Let’s take a closer look at the three main factors:
- Largest Contentful Paint (LCP): measures loading performance. To provide a good user experience, LCP should occur within 2.5 seconds of when the page first starts loading.
- First Input Delay (FID): measures interactivity. To provide a good user experience, pages should have a FID of less than 100 milliseconds.
- Cumulative Layout Shift (CLS): measures visual stability. To provide a good user experience, pages should maintain a CLS of less than 0.1.
Intrusive interstitial guidelines: i.e. pop-up ads. These are to be avoided. Pop-ups both annoy users and interrupt their online experience, neither of which you want for an update focused mainly on user experience.
The importance of early preparation
Google’s incoming changes are essential to you because your SEO strategy for Q1 and Q2 should focus not just on keywords and authoritative links, but also the technical performance and UX of your site.
Look at both high and low-performing webpages and blog posts. Unnecessary pages should be deleted, while the information and links in your content also need to be up-to-date.
To improve page loading times, consider compressing the images on your website to smaller file sizes and think about the theme you use, too.
One particularly challenging industry is online gaming. FindMyUkCasino is constantly seeking to stand out as a UK casino affiliate, and Head of Content James Ashton explained how they’re doing this.
His revelations give an idea of what other site owners should consider before May:
“In the highly competitive online casino comparison sector, most of our rivals have achieved the same standard of content that we have. So, we have looked to other areas of improvement to gain an edge in the SERPs.
“To this end, we have invested resources into improving site speed and the user experience on mobile.

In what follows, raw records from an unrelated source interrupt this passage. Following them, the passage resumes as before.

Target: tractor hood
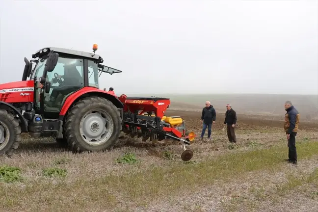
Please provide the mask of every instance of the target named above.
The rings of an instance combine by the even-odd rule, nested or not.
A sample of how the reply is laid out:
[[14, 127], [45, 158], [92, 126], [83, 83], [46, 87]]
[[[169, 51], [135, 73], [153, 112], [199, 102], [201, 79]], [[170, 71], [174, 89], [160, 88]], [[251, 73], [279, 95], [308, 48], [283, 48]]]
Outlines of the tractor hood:
[[18, 81], [0, 84], [0, 94], [14, 92], [30, 92], [34, 91], [33, 80]]
[[7, 103], [33, 102], [33, 80], [0, 84], [0, 102]]

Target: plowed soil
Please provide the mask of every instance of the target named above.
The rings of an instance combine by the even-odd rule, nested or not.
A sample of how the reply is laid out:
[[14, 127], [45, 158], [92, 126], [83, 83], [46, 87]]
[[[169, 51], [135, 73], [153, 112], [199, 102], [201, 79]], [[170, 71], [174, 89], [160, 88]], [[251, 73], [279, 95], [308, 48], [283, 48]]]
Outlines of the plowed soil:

Since doing this, we have seen our rankings increase.”
Don’t disregard your content marketing
Content marketing will still play a key role in your Google search rankings.
Ultimately, Google will prioritise pages that provide the best possible information based on the users’ search query.
However, if two pages from two sites provide the same quality content, other factors will determine which site ranks above the other.
So long as your content is better than your rivals’, you should rank well once the update has been rolled out.
First of Many
The spring 2021 update won’t be the last time that a Google update focuses on a seamless online experience.
The best way to prepare for this update and those to follow is to put yourself in Google’s shoes.
If you were a Google inspector how would you really assess your site; is navigation seamless, buttons where you expect them to be, is the site lightning fast?
Be honest with yourself and you should see areas that need to be improved.
By carrying out regular site audits and trimming down irrelevant pages, optimising your site for mobile and continuing to provide the information and content users are looking for, your site will keep ranking highly now and once the algorithm update has been rolled out in May.